Thursday, June 28, 2007

À Mesa do Mundo VI – Luís Suspiro na Quinta de Santo António

Conheci a arte de Luís Suspiro na Ereira, no velho Condestável, numa refeição extraordinária e enriquecida por conversas gastronómicas em torno dos boletus e dos salmonetes de Setúbal. Ainda não visitei a sua mais recente casa, Na Ordem..., mas tive o prazer de reencontrar a arte do mestre Suspiro há poucos dias, num casamento. O N., homem de bom gosto, foi amigo dos seus amigos, e contratou um dos melhores cozinheiros portugueses para animar a boda que se realizou na quinta da família, perto do Cartaxo. Ficar-lhe-emos eternamente gratos, pois a experiência roçou, em alguns momentos, o sublime, e Suspiro acabou por ser a estrela do casamento (a noiva que me perdoe). E não estou a fazer uma avaliação dentro dos baixos padrões da “comida de casamento”.


Durante um par de horas, e antes de nos sentarmos à mesa, fomos brindados com uma longa viagem pela gastronomia portuguesa, feita de engenho, criatividade e primor técnico. Como devem calcular, não tirei notas, para além do registo visual. Mas tão cedo não me vou esquecer de alguns sabores que me passaram pela boca, tal como a açorda de ovas, a açorda de tomate, o bacalhau à brás, a feijoada e o creme de abóbora. Os enchidos eram perfeitos (a morcela com compota de ameixa que se vê ali em baixo numas colheres brancas é indescritível) e estavam muito bem acompanhadas pelo pão confeccionado pelo próprio Luís Suspiro. Circularam também diversas chamuças e empadinhas, todas elas surpreendentes e deliciosas. E aquele crepe que se vê numa das imagens, por cima do creme de abóbora, quase nos levava às lágrimas.
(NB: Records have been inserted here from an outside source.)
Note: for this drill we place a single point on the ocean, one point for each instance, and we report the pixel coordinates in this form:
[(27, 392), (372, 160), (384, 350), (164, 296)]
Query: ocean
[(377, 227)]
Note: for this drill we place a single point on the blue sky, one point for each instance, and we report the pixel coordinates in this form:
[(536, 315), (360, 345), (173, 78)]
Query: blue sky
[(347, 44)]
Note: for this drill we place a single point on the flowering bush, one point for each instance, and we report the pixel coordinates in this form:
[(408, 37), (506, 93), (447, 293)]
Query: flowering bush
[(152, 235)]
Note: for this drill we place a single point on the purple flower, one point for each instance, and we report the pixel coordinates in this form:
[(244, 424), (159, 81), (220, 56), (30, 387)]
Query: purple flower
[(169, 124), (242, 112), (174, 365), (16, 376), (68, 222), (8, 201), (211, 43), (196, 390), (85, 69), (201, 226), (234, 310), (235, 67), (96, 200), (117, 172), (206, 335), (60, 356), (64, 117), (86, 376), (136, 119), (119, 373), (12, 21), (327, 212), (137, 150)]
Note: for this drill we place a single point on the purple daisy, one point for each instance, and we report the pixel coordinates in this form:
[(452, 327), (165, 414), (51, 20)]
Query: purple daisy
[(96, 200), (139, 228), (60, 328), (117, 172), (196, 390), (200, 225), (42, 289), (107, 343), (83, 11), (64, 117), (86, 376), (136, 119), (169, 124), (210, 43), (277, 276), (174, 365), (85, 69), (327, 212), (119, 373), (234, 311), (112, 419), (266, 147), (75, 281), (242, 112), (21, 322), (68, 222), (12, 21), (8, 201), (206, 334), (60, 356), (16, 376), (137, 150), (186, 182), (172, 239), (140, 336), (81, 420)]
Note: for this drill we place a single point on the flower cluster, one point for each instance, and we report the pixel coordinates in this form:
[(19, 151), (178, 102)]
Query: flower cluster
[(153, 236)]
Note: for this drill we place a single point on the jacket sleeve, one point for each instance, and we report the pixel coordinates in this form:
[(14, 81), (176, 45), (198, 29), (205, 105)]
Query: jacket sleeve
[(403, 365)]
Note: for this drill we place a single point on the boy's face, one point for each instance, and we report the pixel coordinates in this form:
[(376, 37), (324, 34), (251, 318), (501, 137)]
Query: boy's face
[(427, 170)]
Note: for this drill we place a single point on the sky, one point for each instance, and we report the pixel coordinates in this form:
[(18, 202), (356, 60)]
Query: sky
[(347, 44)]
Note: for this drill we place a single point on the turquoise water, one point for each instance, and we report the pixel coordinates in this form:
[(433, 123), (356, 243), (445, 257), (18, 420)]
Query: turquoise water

À mesa a festa foi mais modesta e o chefe arriscou menos. Compreende-se, é necessário servir centena e meia de convidados, e não há milagres. E é preciso agradar a todos. Mesmo assim, a refeição deixou bem lá em baixo os tais padrões da “comida de casamento”. Começámos com uma Perdiz de Escabeche com Misto de Salada alface Frisada e Frutos Secos, muito boa. Depois, veio o melhor, os Lombos de Bacalhau com Batatinhas a Murro em Versão Lagareira, Miga Crocante de Espinafres com Broa de Milho, Frutos Secos e Molho de Queijo de Serpa. Foi, provavelmente, o melhor bacalhau que comi em Portugal. (O seu sabor, textura e a forma como se abria em lascas deu a ideia de que poderia ter sido confitado, mas não posso garantir que tenha sido esse o tratamento.) Para limpar o palato tivemos um Sorvete de Maçã Verde com Molho de Poejo e Maracujá Roxo.
As Bochechas de Porco Preto de Barrancos em Vinho Tinto Acompanhadas por Castanhas com Erva Doce e Espargos Verdes Salteados em Azeite Virgem de Ervas, resultaram muito bem, com a carne a desfazer-se ao contacto com garfo. Só as castanhas acusaram as características do jantar, tendo chegado à mesa um pouco secas. No entanto, o sabor dado pela erva doce é digno de registo. Para sobremesa, Suspiro ofereceu-nos Frutos Silvestres com Pastelinho de Tentúgal em Dois Dhocolates e Sorvete de Manga. Os frutos silvestres estavam demasiadamente gelados, a fazer doer os dentes, o que retirou algum do prazer que o prato nos poderia ter dado, mesmo depois de várias horas a experimentar sabores. Mas a avaliação geral do jantar é elevada. Já em relação às entradas, a nota máxima é a mais justa. O Luís continua em forma.

Carlos Miguel Fernandes

1 comment:

Cláudia A. said...

Que banquete magnífico. Fiquei encantada e com água na boca.